Antecedentes de la construcción

Una de esas noches desveladas y retintas en casa de GT, le pregunté su opinión sobre J. Chirgo y el antimutismo. ¿Y eso con qué se come? No. Es una de las vanguardias tardías, y le expliqué tímidamente, lo mejor que pude (que en realidad es decir poco) quién era Chirgo y qué el antimutismo. Hizo una mueca y, al compás de la Danza de los sables, respondió:
     —Georges Steiner se pregunta en Tolstoi o Dotoievsky si la novela debe seguir a Tolstoi o a Dostoievsky —dijo apuntándome con el dedo como quien hace una advertencia—, y después de no sé cuántas páginas muy chingonas donde argumenta que Ana Karenina esto y los personajes tortuosos de Dostoievsky, termina diciendo ¡ni madres, Tolstoi y Dostoievsky: la épica y la tragedia! Eso es la novela, chingáos, no esas mamadas que te acabas de inventar del antisuflismo y como se llame...

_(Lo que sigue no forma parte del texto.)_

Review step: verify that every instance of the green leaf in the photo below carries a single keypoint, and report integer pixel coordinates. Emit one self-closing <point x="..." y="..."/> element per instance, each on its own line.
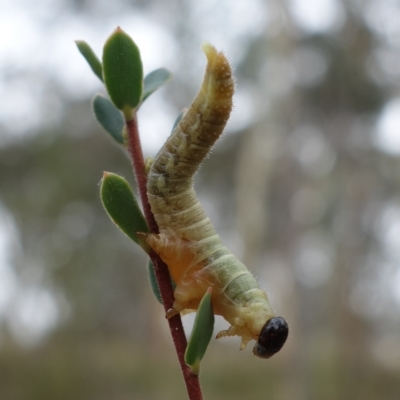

     Enseguida vinieron Lobo y Melón con “Pelotero a la bola” y se paró como resorte para lanzar desde la loma. La conversación en torno al antimutismo no volvería a reproducirse, pero cuántas veces trajo a cuento el “antisuflismo” como ejemplo de esas cosas experimentales que nunca te llevan a buen puerto, pirotecnia pura, nada más; la respuesta, en cambio, con más o menos palabras, en medio de un discurso o una invectiva contra Harold Bloom o una disertación sobre la novela, se apersonaba siempre tan contundente como entonces: Tolstoi y Dostoievsky: eso es literatura. Épica y tragedia para él, como para mí, confluían en el mismo río para trascender del territorio de la novela a la literatura con ese impulso arrasador y trepidante. Quisiera reproducir el tono apodíctico de su voz advirtiéndonos sin advertir, a Alberto y a mí, de los riesgos de esa amenaza, del peligro de escuchar el canto de las sirenas antimutistas, no cedan ante la urgencia, no cedan. Quisiera reproducir el tono de Alberto sacudiéndose la pelusa de esa sentencia lapidaria esgrimiendo a Bloom con argumentos que parecían glosas emanadas de una charla de cantina. No puedo reproducirme porque terminaba callado, ceñudo, con mi café en la mano y en la otra un Príncipe o un L&M, la vista clavada en la brasa del cigarro, pensando en lo que estaba yo escribiendo —ni Tolstoi ni Dostoievsky, definitivamente.
***
De esto que platico, hace diez o quince años. Ahora, a un año de la muerte de Solzhenitsyn, vi la entrevista que le hizo este señor francés del programa Apostrophes (que qué cosa tan inesperada, no me parecieron tan insufriblemente franceses ni el entrevistador ni la entrevista). Como el hombre de poco mundo que soy, no pude sino pensar —fija la imagen de Dostoievsky y Tolstoi en pantalla— que todos los escritores rusos son unos neuróticos. Por esos días vi en internet un video de Evtushenko, durante su segunda visita a México, declamando con todas sus seductoras dotes de histrión un poema de su ronco pecho, y no pude sino pensar, mientras escuchaba la antipoética traducción diferida, que además de neuróticos, pueden ser charlatanes. Vista la cosa desde esta perspectiva, el asunto este del deber ser literario no parece que debería ser ni tan tan ni muy muy... Pero lo es y siendo pues, la situación tan violentamente tajante, y esta la vara que elegí para medir la altura literaria de un texto, pues se comprenderá el porqué de esta bitácora.